7. A clinical assay system comprising:

a reaction capsule comprising a tabular member having first and second ends and a membrane closing the first end, the membrane comprising a porous hydrophobic material having a predetermined pore size such that a liquid retained within the tabular member when the membrane is in a hydrophobic state may be expelled through the membrane in response to the application of a pressure differential across the hydrophobic membrane thereby creating liquid flow through the membrane and said liquid flow may be terminated and the membrane returned to the hydrophobic state by flowing gas through the membrane;

means for introducing liquid into the capsule above the membrane;

means for creating a pressure differential sufficient to cause liquid to flow through the membrane; and

means for flowing gas through the membrane to return the membrane to the hydrophobic state.

8. A system as in claim 7 further including a turntable for supporting a plurality of reagent capsules and eccentric means for displacing the turntable to create a vortexing action within the capsules.

9. A system as in claim 7 wherein the introducing means and the flowing gas means comprises a pump having a cylinder, the cylinder including a lower and upper end, the lower end being closed and adapted to be in fluid communication with the capsule, a lower liquid inlet and upper gas inlet, a piston movable within the cylinder, and means for displacing the piston through a stroke which includes the upper inlet.

10. A system as in claim 7 wherein the membrane has a functional pore size of from about 0.2 to about 20 microns.

11. A system as in claim 7 wherein the membrane has a functional pore size of from about 1 to about 6 microns.

12. A system as in claim 7 wherein the membrane has a functional pore size form about 10 to about 20 microns.

13. A method of performing an immunoassay comprising the steps of:

adding a solid support coated with a first analyte, a patient sample containing a second analyte and a third analyte having a label attached thereto to a reaction capsule, the reaction capsule having a hydrophobic membrane at a lower end thereof;

allowing an immunoassay reaction to occur between the first, second and third analytes;

applying pressure to the reaction capsule to initate liquid flow through the membrane; and

flowing gas through the membrane to return the membrane to a hydrophobic state.

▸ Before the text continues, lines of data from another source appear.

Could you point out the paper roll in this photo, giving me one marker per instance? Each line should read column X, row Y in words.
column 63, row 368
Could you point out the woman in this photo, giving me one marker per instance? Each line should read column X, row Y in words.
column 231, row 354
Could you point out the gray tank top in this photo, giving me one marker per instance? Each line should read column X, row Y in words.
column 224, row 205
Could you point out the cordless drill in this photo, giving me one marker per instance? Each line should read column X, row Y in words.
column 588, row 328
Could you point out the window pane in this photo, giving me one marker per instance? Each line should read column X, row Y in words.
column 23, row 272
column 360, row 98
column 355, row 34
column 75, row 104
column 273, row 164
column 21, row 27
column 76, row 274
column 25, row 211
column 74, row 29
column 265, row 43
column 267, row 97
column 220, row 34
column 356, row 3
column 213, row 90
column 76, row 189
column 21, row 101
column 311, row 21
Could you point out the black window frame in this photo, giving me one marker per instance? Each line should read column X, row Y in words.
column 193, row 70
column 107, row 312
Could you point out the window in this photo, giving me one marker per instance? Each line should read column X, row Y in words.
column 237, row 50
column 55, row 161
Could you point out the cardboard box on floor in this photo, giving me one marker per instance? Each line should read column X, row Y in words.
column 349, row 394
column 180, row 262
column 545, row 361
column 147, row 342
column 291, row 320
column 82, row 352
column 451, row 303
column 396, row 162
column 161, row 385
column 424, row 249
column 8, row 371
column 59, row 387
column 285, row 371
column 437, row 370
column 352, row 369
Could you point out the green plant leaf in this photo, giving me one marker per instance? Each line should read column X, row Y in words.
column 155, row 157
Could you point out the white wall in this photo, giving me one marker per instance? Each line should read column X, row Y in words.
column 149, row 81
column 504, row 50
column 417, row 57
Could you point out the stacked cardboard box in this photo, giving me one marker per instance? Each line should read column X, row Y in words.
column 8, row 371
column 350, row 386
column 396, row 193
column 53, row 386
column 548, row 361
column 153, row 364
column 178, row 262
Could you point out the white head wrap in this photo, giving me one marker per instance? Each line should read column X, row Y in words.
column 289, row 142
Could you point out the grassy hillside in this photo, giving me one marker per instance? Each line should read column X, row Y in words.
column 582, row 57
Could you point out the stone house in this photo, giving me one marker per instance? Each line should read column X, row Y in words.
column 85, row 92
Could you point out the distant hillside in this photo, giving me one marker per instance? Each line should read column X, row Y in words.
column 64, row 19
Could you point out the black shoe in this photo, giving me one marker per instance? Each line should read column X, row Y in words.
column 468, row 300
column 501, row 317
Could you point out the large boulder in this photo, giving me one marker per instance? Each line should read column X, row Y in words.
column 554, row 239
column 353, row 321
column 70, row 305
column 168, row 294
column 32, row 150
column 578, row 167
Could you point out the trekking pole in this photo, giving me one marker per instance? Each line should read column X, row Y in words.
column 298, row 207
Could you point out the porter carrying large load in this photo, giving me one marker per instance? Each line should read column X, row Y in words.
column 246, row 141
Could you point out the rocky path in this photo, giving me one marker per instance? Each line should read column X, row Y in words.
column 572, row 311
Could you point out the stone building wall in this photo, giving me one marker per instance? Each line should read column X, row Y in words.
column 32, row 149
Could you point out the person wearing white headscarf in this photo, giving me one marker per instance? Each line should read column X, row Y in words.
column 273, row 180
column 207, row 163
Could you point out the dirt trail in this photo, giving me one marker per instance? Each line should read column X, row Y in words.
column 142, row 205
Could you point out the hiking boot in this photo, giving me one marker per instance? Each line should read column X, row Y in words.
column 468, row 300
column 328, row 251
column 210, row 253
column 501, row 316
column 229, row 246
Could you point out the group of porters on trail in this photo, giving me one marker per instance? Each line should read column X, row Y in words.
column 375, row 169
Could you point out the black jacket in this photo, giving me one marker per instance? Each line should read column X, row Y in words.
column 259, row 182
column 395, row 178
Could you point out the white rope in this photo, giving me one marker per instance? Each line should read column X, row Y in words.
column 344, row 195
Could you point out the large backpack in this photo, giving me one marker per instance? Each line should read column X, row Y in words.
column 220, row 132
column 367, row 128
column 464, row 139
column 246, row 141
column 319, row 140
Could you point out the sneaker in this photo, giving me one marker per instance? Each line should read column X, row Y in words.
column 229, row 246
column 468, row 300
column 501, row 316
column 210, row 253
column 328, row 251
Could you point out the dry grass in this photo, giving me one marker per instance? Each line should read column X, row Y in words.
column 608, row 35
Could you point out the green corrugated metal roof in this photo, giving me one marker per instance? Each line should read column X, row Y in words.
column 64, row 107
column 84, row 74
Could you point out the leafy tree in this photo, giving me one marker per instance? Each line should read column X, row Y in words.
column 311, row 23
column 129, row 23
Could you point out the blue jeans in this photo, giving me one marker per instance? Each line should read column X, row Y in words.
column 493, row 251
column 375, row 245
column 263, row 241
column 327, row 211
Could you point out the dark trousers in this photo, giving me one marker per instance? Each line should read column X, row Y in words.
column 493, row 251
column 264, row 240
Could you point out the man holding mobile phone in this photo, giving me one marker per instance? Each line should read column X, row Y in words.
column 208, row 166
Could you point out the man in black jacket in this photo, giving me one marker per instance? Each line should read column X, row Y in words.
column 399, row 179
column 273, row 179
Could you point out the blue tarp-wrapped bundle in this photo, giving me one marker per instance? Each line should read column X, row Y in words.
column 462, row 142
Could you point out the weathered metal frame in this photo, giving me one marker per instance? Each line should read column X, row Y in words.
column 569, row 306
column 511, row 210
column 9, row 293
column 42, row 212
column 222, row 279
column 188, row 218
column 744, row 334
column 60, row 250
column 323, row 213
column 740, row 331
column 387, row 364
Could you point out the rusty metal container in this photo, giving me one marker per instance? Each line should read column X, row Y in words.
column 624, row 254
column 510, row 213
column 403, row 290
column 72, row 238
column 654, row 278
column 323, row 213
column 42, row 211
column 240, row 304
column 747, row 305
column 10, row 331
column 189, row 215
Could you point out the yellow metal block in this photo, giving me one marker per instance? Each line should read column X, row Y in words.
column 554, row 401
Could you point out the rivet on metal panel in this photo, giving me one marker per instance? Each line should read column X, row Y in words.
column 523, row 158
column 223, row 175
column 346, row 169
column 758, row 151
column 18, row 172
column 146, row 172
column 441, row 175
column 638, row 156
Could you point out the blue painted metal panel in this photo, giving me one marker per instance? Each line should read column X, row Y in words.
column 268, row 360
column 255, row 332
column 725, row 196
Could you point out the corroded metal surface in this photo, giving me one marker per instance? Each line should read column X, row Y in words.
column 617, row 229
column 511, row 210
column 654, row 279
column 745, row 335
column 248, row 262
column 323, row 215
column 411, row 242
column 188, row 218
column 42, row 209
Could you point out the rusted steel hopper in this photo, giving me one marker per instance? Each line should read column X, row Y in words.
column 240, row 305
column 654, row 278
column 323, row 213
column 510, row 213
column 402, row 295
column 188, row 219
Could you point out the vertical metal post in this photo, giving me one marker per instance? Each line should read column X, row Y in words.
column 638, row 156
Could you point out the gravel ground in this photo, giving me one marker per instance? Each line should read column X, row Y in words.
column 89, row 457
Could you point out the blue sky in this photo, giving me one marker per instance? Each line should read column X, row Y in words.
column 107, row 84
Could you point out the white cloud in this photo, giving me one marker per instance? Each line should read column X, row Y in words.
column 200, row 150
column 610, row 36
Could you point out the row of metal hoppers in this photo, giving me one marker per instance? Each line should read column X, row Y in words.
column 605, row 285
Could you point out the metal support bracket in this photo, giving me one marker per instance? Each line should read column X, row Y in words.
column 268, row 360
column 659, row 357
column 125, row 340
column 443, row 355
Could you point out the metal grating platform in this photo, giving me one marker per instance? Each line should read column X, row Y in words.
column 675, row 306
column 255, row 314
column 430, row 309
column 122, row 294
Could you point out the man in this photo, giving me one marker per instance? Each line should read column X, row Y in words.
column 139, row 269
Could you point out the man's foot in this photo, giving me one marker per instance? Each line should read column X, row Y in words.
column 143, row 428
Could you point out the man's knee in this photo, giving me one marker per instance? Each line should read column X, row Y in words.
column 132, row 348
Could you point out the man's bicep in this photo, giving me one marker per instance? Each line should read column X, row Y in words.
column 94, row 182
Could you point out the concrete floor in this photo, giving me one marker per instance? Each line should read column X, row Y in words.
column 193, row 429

14. A method as in claim 13 wherein the method further includes the steps of introducing a wash solution into the capsule when the membrane is in a nonfluid-conducting state;

creating a pressure differential across the membrane to initate wash solution flow therethrough; and

flowing gas through the membrane to return the membrane to the hydrophobic state.

15. The method as in claim 14 wherein the method further includes;

adding a liquid substrate to the capsule;

allowing a reaction to occur within the capsule between the substrate and the label, the reaction creating a predetermined substance;

creating a pressure differential across the membrane to initate the flow of the liquid and the substance through the membrane;

collecting the substrate and substance in a cell; and

measuring the quantity of the substance in the cell to determine an attribute of the patient sample.

16. A method of using a hydrophobic membrane comprising the steps of:

placing the hydrophobic membrane across an open end of a vessel;

introducing liquid into the vessel;

creating a pressure differential across the membrane such that the liquid flows through the membrane; and

flowing gas through the membrane to return the membrane to a hydrophobic state.

17. A method as in claim 16 wherein the membrane is made from a material comprising tetrafluoroethylene in a preselected matrix having a pore size in the range of from about 1 to about 6 microns.

18. A method as in claim 16 wherein the membrane is made form a material comprising tetrafluoroethylene in a preselected matrix having a pore in the range of from about 10 to about 20 microns.

19. A method as in claim 16 wherein the membrane is made from a material comprising tetrafluoroethylene in a pre-selected matrix having a pore size in the range of from about 0.2 to about 20 microns.

20. A method as in claim 19 wherein the step of creating the pressure differential includes raising the pressure within the vessel above the pressure outside the vessel.